You might want to check out how they do it?
You could make a dedicated client using Webkit or Firefox's backbone. Some games use that solution for UI for example.
Or you could make a little webserver (I have a little webserver in Lua that I use for similar purposes, just a few megas with libaries and all). However if you take this route the biggest issue to consider is you don't want your webserver to depend on environmental variables, you want it to be totally autonomous. You should try to isolate all variables t o a config file and be done with it (bundle style)
Or you could use a Java client application to display the webpage
Or GoogleGears, but that's the same (almost) as Flex+Air. so choose Flex+Air if that's what you are familiar with
You didn't specify a language but I looked at Karigell a few years ago.
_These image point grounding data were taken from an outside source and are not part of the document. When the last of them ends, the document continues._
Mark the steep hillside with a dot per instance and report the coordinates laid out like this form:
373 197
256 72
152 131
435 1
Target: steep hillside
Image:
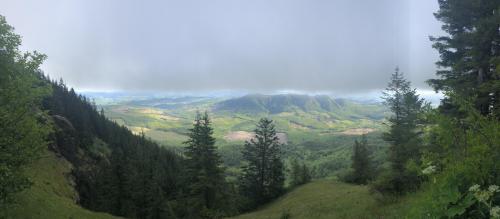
327 199
52 194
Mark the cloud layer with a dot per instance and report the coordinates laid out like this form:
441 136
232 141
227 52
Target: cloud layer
319 45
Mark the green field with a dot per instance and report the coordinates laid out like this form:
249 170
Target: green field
327 199
321 138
It's Python web framework, similar to Django or TurboGears, but it doesn't have the overhead of those frameworks.
From my messing around with it, it seems like it would work for your purposes. It has a built-in web server (though you can use pretty much any server you want) and you can use any database that Python supports.
Plus, Python works well with Linux. :)
If you made the app a regular web app heavily reliant on client-side technologies (using DHTML and the likes of Google Gears to store data offline as already suggested) so once opened, there wasn't much interaction with the server, you could probably host the thing on a basic shared hosting account which wouldn't cost that much. That might be your easiest starting point as you wouldn't have to worry about all the issues with desktop apps such as compatibility with different operating systems, packaging up an install etc, yet you wouldn't need massive server resources behind it either.
You can use HTML, JS and whatever else in Adobe AIR and you'll have plenty of options of saving data locally, too.
in java world you could use jetty for a server, implement web app using your favorite framework and use hsqldb as a database - it lives entirely in your container (jetty). you can deploy preview app on the web and package downloadable offline version.
There's a portable distribution of Apache/MySQL/PHP (to place on USB keys):
http://portableapps.com/apps/development/xampp
This should be easily adapted to your needs.
You could also consider using XULRunner or Prism
They're the opensource technology that FireFox, Thunderbird and Joost are built on, and allows you to develop apps in XML and javascript essentially against the same rich api that FireFox itself has. And of course this is cross platform too, so it'd work on Mac/Linux/Windows...
Check here for more info:
https://developer.mozilla.org/en/XULRunner
I was thinking of doing something like this myself. My plan was to write app using django and write script that starts django's testing server and opens default browser on specified port. My plan was to use SQLite...
Also, it would be nice to pack it into one package, so users without django installed can run app without any dependecies...
My suggestion, as you pointed above, is to use a Wiki system to solve your problem. Now the question could be: Wich one?
You can use Trac, it is very simple and you can customize its GUI. But, if you prefer something more advanced please use MoinMoin. I used it for years, and IMO it is a very good and strong wiki system.
Depiste wich wiki you will choose, forget to write your web-app from scratch. According to yor question the best approach is to pick something that works and customize/modify it to fit your needs.